2-4 lbs mussels in their shells*

1 slice lemon

Whisk the oil and vinegar together, then add the capers, onion, peppers, parsley, salt and pepper. Put the mix into a large freezer bag (if you need this dish to be portable)

Boil one cup of water in a big pot with the lemon slice. Add the mussels and bring to a boil, covered. Pluck out the mussels when they open (waiting until the meat separates completely from the shell into a little sausage shape and then pulling out immediately) and put in a separate bowl to cool. Discard any mussels that do not open after ten minutes. Remove the mussel meat and put into plastic bag with the seasonings and refrigerate.

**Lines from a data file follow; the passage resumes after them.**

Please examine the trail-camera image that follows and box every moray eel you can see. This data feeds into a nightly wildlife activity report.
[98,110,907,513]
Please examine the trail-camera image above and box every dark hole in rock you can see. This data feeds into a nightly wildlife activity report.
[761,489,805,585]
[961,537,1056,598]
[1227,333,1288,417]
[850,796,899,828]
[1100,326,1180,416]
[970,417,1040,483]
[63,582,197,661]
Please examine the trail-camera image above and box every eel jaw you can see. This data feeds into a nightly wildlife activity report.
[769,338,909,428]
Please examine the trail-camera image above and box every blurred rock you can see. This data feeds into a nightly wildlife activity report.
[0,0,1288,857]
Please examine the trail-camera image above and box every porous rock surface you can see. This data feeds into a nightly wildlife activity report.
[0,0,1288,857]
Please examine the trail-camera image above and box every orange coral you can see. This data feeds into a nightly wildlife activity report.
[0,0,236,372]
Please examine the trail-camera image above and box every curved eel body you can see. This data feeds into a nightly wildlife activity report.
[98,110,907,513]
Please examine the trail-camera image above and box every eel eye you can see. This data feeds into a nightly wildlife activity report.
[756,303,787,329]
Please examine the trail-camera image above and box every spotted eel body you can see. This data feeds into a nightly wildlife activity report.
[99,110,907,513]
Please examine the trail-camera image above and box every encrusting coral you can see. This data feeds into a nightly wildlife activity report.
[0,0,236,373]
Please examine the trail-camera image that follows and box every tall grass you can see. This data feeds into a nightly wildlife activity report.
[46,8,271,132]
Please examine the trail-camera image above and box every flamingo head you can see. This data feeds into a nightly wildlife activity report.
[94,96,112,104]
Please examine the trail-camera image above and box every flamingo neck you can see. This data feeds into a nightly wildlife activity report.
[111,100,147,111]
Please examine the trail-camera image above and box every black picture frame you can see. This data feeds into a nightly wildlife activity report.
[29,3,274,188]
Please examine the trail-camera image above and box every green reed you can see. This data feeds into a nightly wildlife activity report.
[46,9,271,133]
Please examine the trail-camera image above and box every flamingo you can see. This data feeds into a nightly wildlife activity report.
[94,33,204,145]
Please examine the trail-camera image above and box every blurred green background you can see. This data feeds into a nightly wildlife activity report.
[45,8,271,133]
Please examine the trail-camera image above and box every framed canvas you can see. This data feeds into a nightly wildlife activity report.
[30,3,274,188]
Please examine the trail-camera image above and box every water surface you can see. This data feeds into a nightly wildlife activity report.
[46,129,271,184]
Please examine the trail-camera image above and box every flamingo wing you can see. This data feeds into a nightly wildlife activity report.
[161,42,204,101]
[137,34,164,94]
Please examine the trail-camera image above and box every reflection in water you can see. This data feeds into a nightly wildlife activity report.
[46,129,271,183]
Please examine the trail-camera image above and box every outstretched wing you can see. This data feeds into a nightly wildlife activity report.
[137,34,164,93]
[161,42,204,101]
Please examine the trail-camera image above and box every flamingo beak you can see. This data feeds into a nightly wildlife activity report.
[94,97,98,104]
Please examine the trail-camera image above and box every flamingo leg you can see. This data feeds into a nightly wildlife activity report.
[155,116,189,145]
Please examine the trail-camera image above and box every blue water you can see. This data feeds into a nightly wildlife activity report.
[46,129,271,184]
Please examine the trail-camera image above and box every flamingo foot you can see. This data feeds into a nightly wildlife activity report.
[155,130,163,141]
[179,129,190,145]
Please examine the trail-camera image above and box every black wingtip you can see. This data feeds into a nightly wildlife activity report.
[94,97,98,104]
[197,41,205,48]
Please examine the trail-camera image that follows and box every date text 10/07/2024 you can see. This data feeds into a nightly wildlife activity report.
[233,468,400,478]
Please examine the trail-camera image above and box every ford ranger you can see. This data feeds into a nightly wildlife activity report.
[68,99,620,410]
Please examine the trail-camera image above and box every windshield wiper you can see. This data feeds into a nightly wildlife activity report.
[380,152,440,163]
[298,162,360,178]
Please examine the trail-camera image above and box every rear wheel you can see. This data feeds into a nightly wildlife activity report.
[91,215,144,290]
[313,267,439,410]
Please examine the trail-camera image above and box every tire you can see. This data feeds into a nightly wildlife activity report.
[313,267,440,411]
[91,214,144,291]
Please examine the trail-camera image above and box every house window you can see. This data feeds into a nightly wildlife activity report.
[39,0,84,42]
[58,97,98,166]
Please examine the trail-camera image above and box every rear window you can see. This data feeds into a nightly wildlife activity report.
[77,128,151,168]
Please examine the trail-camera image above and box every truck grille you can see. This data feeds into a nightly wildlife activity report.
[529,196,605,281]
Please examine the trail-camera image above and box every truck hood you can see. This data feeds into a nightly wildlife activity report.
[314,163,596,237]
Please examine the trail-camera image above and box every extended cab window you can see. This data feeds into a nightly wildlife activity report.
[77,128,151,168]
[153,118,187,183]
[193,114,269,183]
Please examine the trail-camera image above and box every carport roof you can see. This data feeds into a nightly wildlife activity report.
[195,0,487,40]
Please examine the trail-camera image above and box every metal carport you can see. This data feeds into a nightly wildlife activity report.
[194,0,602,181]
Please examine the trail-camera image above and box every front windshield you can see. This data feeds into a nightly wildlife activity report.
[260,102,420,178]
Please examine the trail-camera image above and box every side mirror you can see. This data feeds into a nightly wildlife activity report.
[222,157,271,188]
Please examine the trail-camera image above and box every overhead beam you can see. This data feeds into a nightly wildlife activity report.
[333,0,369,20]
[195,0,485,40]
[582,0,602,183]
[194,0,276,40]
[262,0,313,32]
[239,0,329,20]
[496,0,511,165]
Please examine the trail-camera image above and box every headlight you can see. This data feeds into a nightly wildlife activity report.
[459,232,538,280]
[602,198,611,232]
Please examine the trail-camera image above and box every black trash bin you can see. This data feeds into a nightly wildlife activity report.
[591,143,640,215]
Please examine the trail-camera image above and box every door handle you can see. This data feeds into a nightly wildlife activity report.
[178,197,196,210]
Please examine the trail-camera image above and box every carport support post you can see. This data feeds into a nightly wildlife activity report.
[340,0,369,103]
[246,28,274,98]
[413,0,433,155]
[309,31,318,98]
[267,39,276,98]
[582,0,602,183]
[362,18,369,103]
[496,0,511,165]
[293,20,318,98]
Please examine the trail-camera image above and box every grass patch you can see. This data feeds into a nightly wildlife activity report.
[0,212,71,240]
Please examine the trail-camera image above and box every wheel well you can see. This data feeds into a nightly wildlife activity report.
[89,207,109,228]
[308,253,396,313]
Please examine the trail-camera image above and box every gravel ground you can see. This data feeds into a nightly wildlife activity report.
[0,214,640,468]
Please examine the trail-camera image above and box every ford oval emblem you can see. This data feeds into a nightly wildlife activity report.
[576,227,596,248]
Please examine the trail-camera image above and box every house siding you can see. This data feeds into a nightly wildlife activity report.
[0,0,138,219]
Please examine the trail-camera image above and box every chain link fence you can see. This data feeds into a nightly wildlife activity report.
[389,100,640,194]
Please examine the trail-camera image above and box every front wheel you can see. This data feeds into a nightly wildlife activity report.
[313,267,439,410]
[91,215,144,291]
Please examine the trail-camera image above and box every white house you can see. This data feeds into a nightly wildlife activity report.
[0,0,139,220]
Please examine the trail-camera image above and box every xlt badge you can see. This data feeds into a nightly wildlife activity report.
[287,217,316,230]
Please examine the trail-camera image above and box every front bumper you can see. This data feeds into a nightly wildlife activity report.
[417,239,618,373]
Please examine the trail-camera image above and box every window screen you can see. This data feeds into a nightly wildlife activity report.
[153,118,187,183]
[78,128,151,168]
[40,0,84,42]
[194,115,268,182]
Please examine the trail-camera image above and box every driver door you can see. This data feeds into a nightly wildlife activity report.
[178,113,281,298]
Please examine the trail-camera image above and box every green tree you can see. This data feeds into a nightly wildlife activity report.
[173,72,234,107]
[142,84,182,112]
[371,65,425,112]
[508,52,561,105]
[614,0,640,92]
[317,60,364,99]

Save half the mussels shells and clean well (this is the tedious part; make sure you have good music on). Put in a plastic bag and refrigerate.

To serve the next day, arrange shells on an attractive and large platter and put one mussel in each. Spoon the remaining seasoning over each.

Serve with a dry sparkling white (like Spanish cava or prosecco – your more economical options) or a sauvignon blanc from New Zealand, or if you are lucky/geographically able, a Long Island sauvignon blanc from Paumanok or Jamesport Vineyards.

*NB: Mussels should be bought the day of or the day before making. Buy them in net bags (not wrapped in plastic) from a reputable vendor who moves a lot of product and SNIFF THEM! If they smell faintly briny and sweet, they are good. If they smell funky or of ammonia or anything that makes you wonder, then don’t buy them! Do not be afraid to ask for a different bag after sniffing; a fishmonger will only respect you the more for knowing your shellfish.

At home, store in a nonreactive bowl in the fridge, covered with a damp towel.

These days mussels from stores are pretty clean. You must still wash them in cold water and tug out any weirdy-beardies sticking out from the shell. While you wash, discard any mussels that are cracked or are open and won’t close back up if pressed together.